Michael Dinner, lui, n’est pas considéré comme un maître de la Country, pourtant, son premier album, The Great Pretender, peut être considéré comme un modèle du genre, bien qu’il fût enregistré à Los Angeles et San Francisco, et non à Nashville. Âgé d’à peine 21 ans lors de l’enregistrement, il est déjà entouré d’une tripotée de noms connus dans le milieu, dont Linda Rondstadt qui avait embarqué son line up (Herb Pedersen, Michael Bowden, Mickey McGee, Ed Black , Bob Warford). Et, de fait, les parties instrumentales sont de hautes volées.

michael dinner pretender

Toutes les titres sont signés de Michael Dinner lui même, qui joue de la guitare acoustique et chante, d’une voix grave mais qui peut manquer un peu de couleur de temps en temps.  Qu’importe, il y a un vrai sens du songwriting, et, surtout, de l’arrangement. La guitar slide crissante de Tattooed Man From Chelesa (jouée par Don Felder des Eagles), l’accordéon en retrait mais exquis de Pentacott Lane, les percussions de Jamaïca... font que cet album de country, pourtant classique, n’est jamais ennuyeux, bien au contraire.

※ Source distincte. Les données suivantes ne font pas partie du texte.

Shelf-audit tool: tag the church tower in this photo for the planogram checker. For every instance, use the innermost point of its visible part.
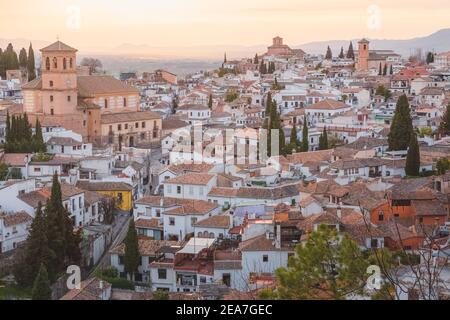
(59, 79)
(363, 55)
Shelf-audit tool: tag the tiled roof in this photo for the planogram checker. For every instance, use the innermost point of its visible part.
(192, 179)
(89, 86)
(17, 218)
(220, 221)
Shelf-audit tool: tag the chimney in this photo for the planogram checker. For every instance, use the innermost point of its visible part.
(278, 237)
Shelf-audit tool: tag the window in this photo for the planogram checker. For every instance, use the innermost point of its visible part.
(162, 274)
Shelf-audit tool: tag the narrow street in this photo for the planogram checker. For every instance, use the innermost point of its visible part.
(119, 233)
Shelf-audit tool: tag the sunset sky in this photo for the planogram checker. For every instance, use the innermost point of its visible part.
(110, 23)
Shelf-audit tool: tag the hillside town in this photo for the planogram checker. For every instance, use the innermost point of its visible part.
(227, 184)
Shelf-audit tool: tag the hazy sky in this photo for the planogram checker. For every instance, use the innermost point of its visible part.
(109, 23)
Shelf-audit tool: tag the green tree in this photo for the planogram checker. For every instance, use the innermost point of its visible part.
(430, 57)
(401, 127)
(305, 136)
(324, 267)
(329, 54)
(23, 60)
(31, 64)
(442, 165)
(412, 167)
(41, 287)
(323, 140)
(132, 257)
(351, 52)
(210, 102)
(38, 140)
(36, 253)
(444, 127)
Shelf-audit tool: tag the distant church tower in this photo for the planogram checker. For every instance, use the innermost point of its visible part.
(59, 79)
(363, 55)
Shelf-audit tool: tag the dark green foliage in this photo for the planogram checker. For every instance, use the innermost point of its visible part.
(401, 127)
(132, 256)
(41, 287)
(444, 127)
(412, 168)
(23, 60)
(430, 57)
(323, 140)
(31, 64)
(36, 252)
(350, 52)
(305, 136)
(329, 54)
(442, 165)
(323, 268)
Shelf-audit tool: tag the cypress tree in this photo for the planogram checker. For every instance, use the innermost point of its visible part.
(23, 60)
(329, 54)
(41, 287)
(444, 127)
(31, 65)
(210, 102)
(412, 167)
(132, 256)
(401, 126)
(305, 136)
(36, 253)
(351, 52)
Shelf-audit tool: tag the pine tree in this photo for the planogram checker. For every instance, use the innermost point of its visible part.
(210, 102)
(256, 60)
(412, 167)
(36, 252)
(305, 136)
(323, 140)
(31, 65)
(41, 287)
(329, 54)
(401, 126)
(351, 52)
(23, 60)
(132, 256)
(444, 127)
(341, 55)
(38, 140)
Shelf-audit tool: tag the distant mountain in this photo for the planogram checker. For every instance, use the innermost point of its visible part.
(438, 42)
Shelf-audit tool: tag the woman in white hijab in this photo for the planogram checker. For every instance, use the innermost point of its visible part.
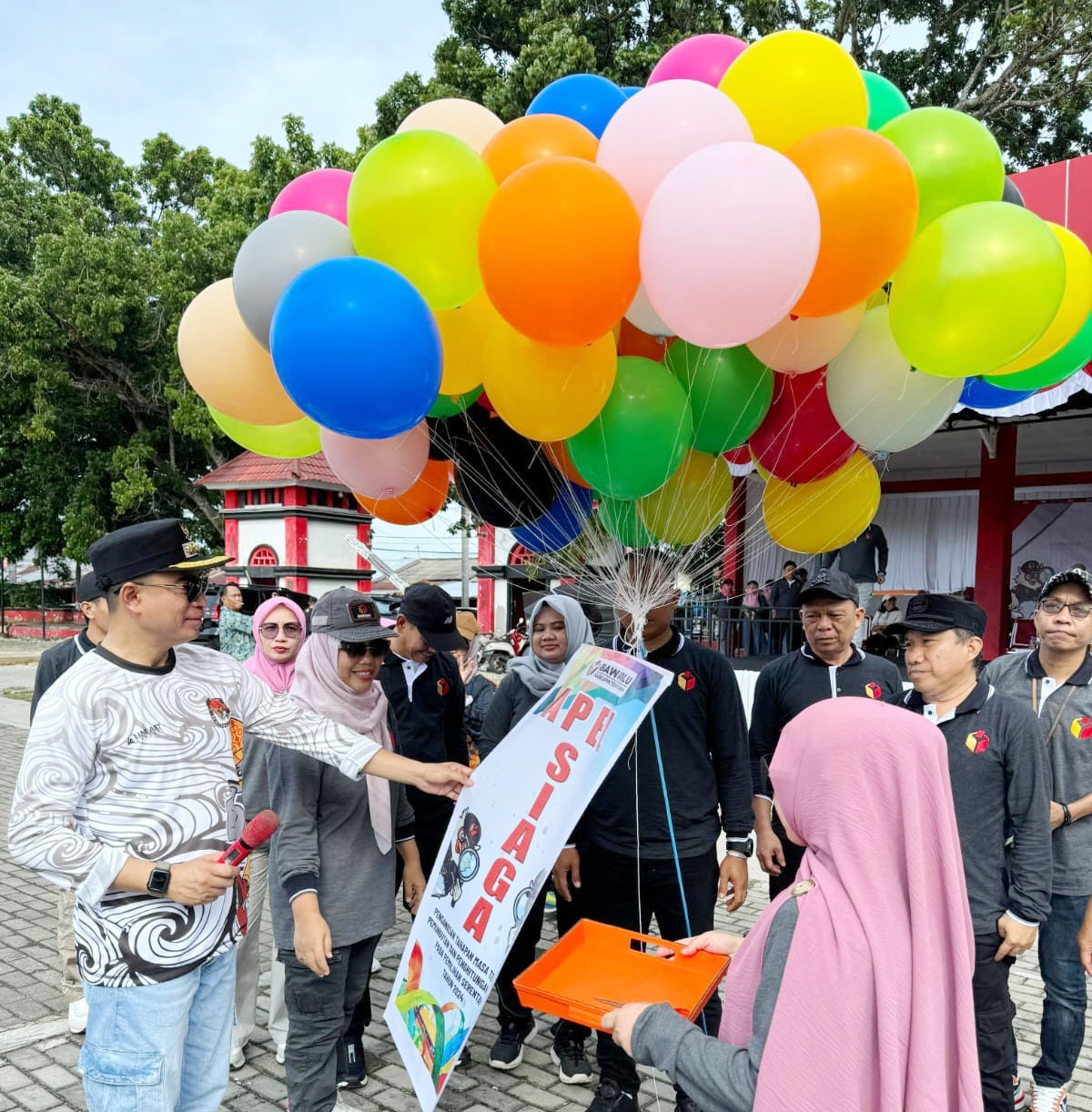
(559, 627)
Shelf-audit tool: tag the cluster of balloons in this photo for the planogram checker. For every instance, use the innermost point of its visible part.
(762, 248)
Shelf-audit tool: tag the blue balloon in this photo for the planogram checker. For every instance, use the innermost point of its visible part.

Michael Dinner a enregistré en deuxième album en 1976, plus soft rock, mais pas moins inintéressant, Tom Thumb The Dreamer. Puis arrête la musique, et laisse donc une toute petite discographie, un peu à l’instar de Laurie Styvers. On retrouve Michael Dinner une dizaine d’années plus tard comme producteur et directeur de programme et séries TV, métier qu’il continue à faire actuellement. Il a dirigé dernièrement des épisodes pour les séries Master of Sex et The Get Down (qui retrace de manière romancée les débuts du Hip-Hop).

The Great Pretender, tout comme son successeur Tom Thumb The Dreamer, n’ont jamais été réédité, ni en cd ni en vinyle. Il serait pourtant intéressant de pouvoir bénéficier d’une belle réédition de ce bel album oublié de Country.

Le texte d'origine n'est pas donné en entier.